Era già la terza volta (e sarebbe stata anche l'ultima) che Zeta partecipava a un concorso per cercare di vincere una cattedra di lingua e letteratura francese alle scuole superiori; aveva già un posto sicuro alla scuola media, ma pensava che la sua preparazione e i suoi interessi gli avessero consentito, anche per il bene della società, di dare il meglio di sé in un altro ordine di scuole.
Le prime due volte era stato bocciato, forse per colpa sua, lo ammetteva: si era preparato poco, e la prima volta gli era servita anche e soprattutto per beneficiare di quindici giorni di licenza dalla caserma in cui prestava (malvolentieri) il servizio militare di leva.
Ma la terza volta pensava di essersi preparato bene, e si presentò alla sede del concorso, nella città di N., munito soltanto di una penna e di un dizionario monolingue, come prevedeva il regolamento. Appena entrato era rimasto piuttosto perplesso: quasi tutti i candidati (in grande maggioranza donne) si erano accomodati sulle sedie deponendo sul pavimento voluminose e pesanti borse. "Avranno molta fame! ", aveva pensato ingenuamente Zeta. Invece, appena iniziata la prova, avevano incominciato a estrarre da quelle borse libri di tutti i tipi, addirittura incoraggiati talvolta dal personale di assistenza.
Quando passavano vicino a Zeta, che si dava da fare con il suo unico libro, gli assistenti lo guardavano quasi come un extraterrestre, come se volessero dirgli: "Non lo sai che a N. le leggi esistono per essere infrante? "
Ciononostante, Zeta uscì dalla sede del concorso convinto di aver fatto una buona prova (sapeva riconoscere i suoi limiti e i suoi errori), perché aveva avuto la fortuna di potere scegliere una traccia che gli era alquanto congeniale, la poetica dei testi delle canzoni di Georges Brassens.
Passavano i mesi, e a Zeta non arrivava nessuna comunicazione, né positiva né negativa, per cui si recò al provveditorato, dove non lo fecero neppure entrare e un usciere, guardandolo anche lui come un extraterrestre, gli disse: "Se non ha avuto nessuna comunicazione, è chiaro che lei è stato bocciato! " Alla richiesta di Zeta di potere almeno vedere il suo elaborato e conoscere il voto attribuitogli, l'usciere lo guardò in modo quasi spaventato, come se Zeta non fosse arrivato da un altro pianeta, ma addirittura da un altro sistema solare...
Zeta capì che la meta alla quale ambiva era irraggiungibile per lui, ma di tanto in tanto si chiedeva, come quel tale: "Ci sarà pure un giudice a Berlino! "

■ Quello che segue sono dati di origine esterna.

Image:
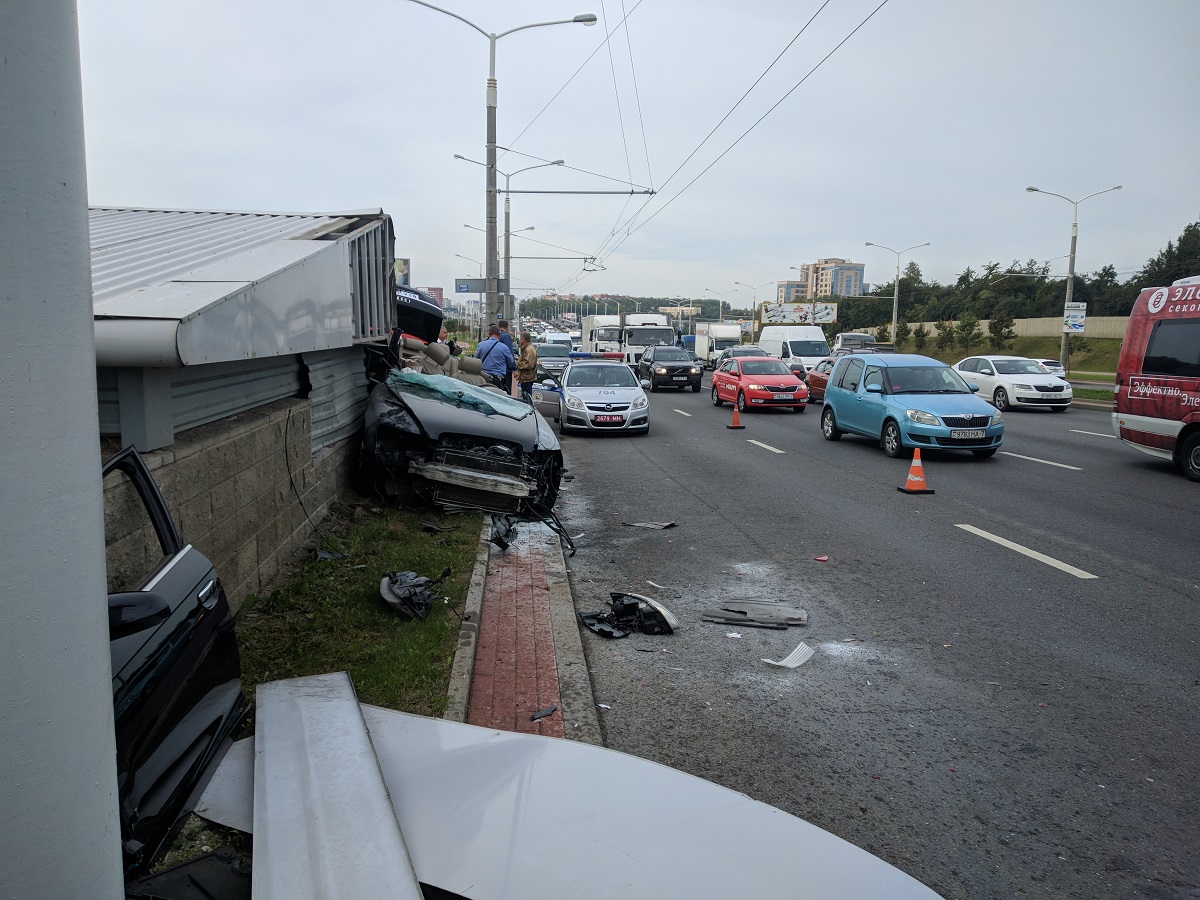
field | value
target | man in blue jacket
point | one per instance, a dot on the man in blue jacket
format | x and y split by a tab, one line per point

E una notte fece un sogno che finalmente lo appagò.
Sognò di trovarsi a R., per partecipare a un concorso per traduttori indetto dalla Comunità europea.
Sognò che a quel concorso partecipavano esattamente duecentoventidue concorrenti, provenienti da tutt'Italia, e che chi fosse riuscito nell'ardua impresa sarebbe andato a Bruxelles, percependo uno stipendio favoloso e soprattutto potendo dimostrare tutta la sua bravura.
Sognò che per le prove, dalle otto di mattina alle diciotto (per chi se la fosse sentita), la sorveglianza era rigidissima e fatta da un'assistente tedesca che si aggirava continuamente tra i banchi per controllare che, come da regolamento, i candidati avessero soltanto un foglio e una penna a loro disposizione (tutto il resto doveva stare nelle teste) .
Sognò di avere fatto molto bene la prima traduzione (di francese), in modo insufficiente la seconda (di portoghese, lingua che non rispolverava da troppi anni) e di avere rinunciato, per la stanchezza accumulata, all'ultima traduzione facoltativa, in una terza lingua.
Sognò infine che dopo un paio di mesi gli arrivò una lettera a casa in cui gli venivano comunicati i voti ottenuti nelle prove svolte (perfettamente corrispondenti a quelli che lui già si era attribuito da solo), con l'inevitabile avviso di esclusione dalle prove orali.
Si svegliò soddisfatto Zeta quella mattina, contento di avere trovato un po' di serietà almeno in sogno.